We AREN'T allowed to do this but lets pretend we can.

Let's suppose we have the following seven items. $a, ab, ac, abc, b, bc,c$ but some of them might not be any thing at all. And lets assume no two of them are the same.

Now suppose $A=\{a,ab,ac, abc\}$ and $B= \{b,ab,bc,abc\}$ and $C=\{c,ac,bc,abc\}$.

The $(A\cap B) \cup C = \{ab,abc\}\cup\{c,ac,bc,abc\}=\{c,ab,ac,bc,abc\}$.

And $A\cap (B\cup C) = \{a,ab,ac, abc\}\cap \{b,ab,bc,abc, c,ac\}=\{ab,ac,abc\}$.

For these two sets to be equal we must have $c$ and $bc$ not exist.

So we can have $a=1, ab=2, ac=3,b=4;abc=5$ and $A=\{1,2,3,5\}, B=\{2,4,5\}$ and $C= \{3,5\}$ and $(A\cap B) \cup C=A\cap (B\cup C) = \{2,3,5\}$.

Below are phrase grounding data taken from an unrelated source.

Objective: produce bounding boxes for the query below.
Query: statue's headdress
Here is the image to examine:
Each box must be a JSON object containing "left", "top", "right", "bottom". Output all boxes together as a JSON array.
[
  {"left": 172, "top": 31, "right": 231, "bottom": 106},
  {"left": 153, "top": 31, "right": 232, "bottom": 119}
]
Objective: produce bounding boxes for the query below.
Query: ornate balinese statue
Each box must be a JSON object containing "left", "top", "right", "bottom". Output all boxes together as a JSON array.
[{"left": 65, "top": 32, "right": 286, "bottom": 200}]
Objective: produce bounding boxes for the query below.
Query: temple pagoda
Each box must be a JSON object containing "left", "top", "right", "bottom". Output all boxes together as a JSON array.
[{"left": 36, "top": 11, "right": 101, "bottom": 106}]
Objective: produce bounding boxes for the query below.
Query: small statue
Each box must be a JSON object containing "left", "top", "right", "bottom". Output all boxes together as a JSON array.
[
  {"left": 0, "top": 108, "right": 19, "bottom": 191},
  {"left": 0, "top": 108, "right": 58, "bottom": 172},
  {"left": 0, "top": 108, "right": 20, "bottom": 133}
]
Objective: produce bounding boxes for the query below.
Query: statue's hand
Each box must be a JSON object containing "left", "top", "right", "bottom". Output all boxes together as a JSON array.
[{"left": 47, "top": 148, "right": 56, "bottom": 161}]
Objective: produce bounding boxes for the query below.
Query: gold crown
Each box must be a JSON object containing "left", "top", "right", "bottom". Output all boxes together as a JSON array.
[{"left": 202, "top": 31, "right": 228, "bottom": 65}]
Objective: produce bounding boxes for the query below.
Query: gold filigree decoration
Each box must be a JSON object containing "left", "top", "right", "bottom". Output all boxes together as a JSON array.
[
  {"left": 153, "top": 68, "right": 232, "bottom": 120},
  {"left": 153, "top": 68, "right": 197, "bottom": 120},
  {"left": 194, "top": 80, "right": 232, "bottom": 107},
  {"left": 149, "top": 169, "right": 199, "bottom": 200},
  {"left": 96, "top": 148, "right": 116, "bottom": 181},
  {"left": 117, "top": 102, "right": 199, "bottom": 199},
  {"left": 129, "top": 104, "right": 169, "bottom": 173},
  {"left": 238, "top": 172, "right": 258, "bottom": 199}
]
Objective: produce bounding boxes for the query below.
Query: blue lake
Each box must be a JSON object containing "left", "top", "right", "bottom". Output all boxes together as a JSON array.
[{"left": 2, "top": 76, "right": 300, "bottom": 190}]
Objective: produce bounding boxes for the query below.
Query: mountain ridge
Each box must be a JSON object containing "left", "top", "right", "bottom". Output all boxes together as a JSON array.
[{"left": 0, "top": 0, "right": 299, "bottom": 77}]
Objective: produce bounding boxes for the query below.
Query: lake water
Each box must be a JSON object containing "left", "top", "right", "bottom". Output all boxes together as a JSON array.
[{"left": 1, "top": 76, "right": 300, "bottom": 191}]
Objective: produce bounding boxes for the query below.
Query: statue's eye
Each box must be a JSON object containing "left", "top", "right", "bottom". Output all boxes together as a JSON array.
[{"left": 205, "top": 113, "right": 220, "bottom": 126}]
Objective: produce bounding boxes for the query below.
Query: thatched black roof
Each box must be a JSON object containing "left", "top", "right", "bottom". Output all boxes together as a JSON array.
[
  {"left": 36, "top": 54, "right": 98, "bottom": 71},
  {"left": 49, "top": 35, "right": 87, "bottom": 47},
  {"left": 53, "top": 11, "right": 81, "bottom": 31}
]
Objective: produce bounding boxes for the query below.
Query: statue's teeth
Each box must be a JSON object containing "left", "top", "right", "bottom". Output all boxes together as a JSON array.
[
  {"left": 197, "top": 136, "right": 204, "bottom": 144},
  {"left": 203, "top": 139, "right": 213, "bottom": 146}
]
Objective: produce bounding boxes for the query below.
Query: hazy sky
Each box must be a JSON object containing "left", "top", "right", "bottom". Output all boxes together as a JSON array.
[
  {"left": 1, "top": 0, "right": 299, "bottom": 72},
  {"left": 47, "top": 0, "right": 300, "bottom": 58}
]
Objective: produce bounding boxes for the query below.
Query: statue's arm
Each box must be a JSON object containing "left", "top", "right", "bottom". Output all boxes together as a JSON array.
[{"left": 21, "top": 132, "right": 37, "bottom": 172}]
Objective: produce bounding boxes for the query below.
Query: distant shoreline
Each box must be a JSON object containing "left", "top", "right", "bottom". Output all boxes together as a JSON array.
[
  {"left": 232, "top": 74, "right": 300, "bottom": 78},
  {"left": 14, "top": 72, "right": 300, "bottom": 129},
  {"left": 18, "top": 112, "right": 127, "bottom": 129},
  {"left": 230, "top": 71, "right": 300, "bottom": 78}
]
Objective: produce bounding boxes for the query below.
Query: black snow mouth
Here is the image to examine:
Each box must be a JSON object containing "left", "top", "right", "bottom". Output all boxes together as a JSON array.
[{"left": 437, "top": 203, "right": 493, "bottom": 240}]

Not all of them have to exist. At a bare minimum we can have $A=C=\{ac\} =\{3\}$ and $B=\{b\}= 4$ and then $A\cap (B\cup C)=A\cap (B\cup A)=A=\{3\}$ and $(A\cap B)\cup C = (A\cap B)\cup A = A=\{3\}$

And for the sets to not be equal we just need to have either $c$ or $bc$ exist.

We could have $a=1, ab=2, ac=3,b=4;abc=5; c= 6; bc=7$ then $A=\{1,2,3,5\}, B= \{2,4,5,7\}, C=\{3,5,6,7\}$ and $(A\cap B)\cap C = \{2,3\}\cup C=\{2,3,5,6,7\}$ and $A\cap (B\cup C)= \{2,3,5\}$.

Or we could minimize $A= \{a\}, B=\{b\}, C=\{c\}$ then $(A\cap B)\cup C = \emptyset \cup C = \{c\}$ while $A\cap (B\cup C)=\{a\} \cap \{b,c\} = \emptyset$.